GPU compilation of kernel broadcast_kernel(CUDA.CuKernelContext, CuDeviceVector{Float32, 1}, Base.Broadcast.Broadcasted{Nothing, Tuple{Base.OneTo{Int64}}, typeof(identity), Tuple{Base.Broadcast.Extruded{Vector{Float32}, Tuple{Bool}, Tuple{Int64}}}}, Int64) failed KernelError: passing and using non-bitstype argument Argument 4 to your kernel function is of type Base.Broadcast.Broadcasted{Nothing, Tuple{Base.OneTo{Int64}}, typeof(identity), Tuple{Base.Broadcast.Extruded{Vector{Float32}, Tuple{Bool}, Tuple{Int64}}}}, which is not isbits: .args is of type Tuple{Base.Broadcast.Extruded{Vector{Float32}, Tuple{Bool}, Tuple{Int64}}} which is not isbits. .1 is of type Base.Broadcast.Extruded{Vector{Float32}, Tuple{Bool}, Tuple{Int64}} which is not isbits. .x is of type Vector{Float32} which is not isbits.
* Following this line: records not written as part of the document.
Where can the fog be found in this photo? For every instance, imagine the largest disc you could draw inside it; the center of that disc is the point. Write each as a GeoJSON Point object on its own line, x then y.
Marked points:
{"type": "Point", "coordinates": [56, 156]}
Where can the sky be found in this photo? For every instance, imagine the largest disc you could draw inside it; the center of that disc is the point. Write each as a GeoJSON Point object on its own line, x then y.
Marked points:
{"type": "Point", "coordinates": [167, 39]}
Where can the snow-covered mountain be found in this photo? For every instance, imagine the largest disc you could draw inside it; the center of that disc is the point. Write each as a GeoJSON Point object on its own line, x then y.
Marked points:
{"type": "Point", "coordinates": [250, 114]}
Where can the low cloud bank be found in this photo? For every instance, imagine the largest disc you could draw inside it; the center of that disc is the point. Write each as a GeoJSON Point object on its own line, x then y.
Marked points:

The problem seems to be that the tType and IType in ODESolution are CPU Arrays rather than CUDA ones. This is typeof(solve(..)) - note the presence of Vector{Float32}:

ODESolution{Float32, 2, Vector{CuArray{Float32, 1, CUDA.Mem.DeviceBuffer}}, Nothing, Nothing, Vector{Float32}, Nothing, ODEProblem{CuArray{Float32, 1, CUDA.Mem.DeviceBuffer}, Tuple{Float32, Float32}, true, CuArray{Float32, 2, CUDA.Mem.DeviceBuffer}, ODEFunction{true, typeof(ċȧ_primal!), UniformScaling{Bool}, Nothing, Nothing, Nothing, Nothing, Nothing, Nothing, Nothing, Nothing, Nothing, Nothing, Nothing, Nothing, typeof(SciMLBase.DEFAULT_OBSERVED), Nothing}, Base.Iterators.Pairs{Symbol, CuArray{Float32, 1, CUDA.Mem.DeviceBuffer}, Tuple{Symbol}, NamedTuple{(:saveat,), Tuple{CuArray{Float32, 1, CUDA.Mem.DeviceBuffer}}}}, SciMLBase.StandardODEProblem}, Tsit5, SciMLBase.SensitivityInterpolation{Vector{Float32}, Vector{CuArray{Float32, 1, CUDA.Mem.DeviceBuffer}}}, DiffEqBase.DEStats}

How do I make those CUDA arrays? All the arrays passed to ODEProblem have been converted with gpu. I don’t need the interpolation sol.u(t), and I’m using BacksolveAdjoint to differentiate.

Share the code.

Will do - mind if we discuss the specific ODE offline first?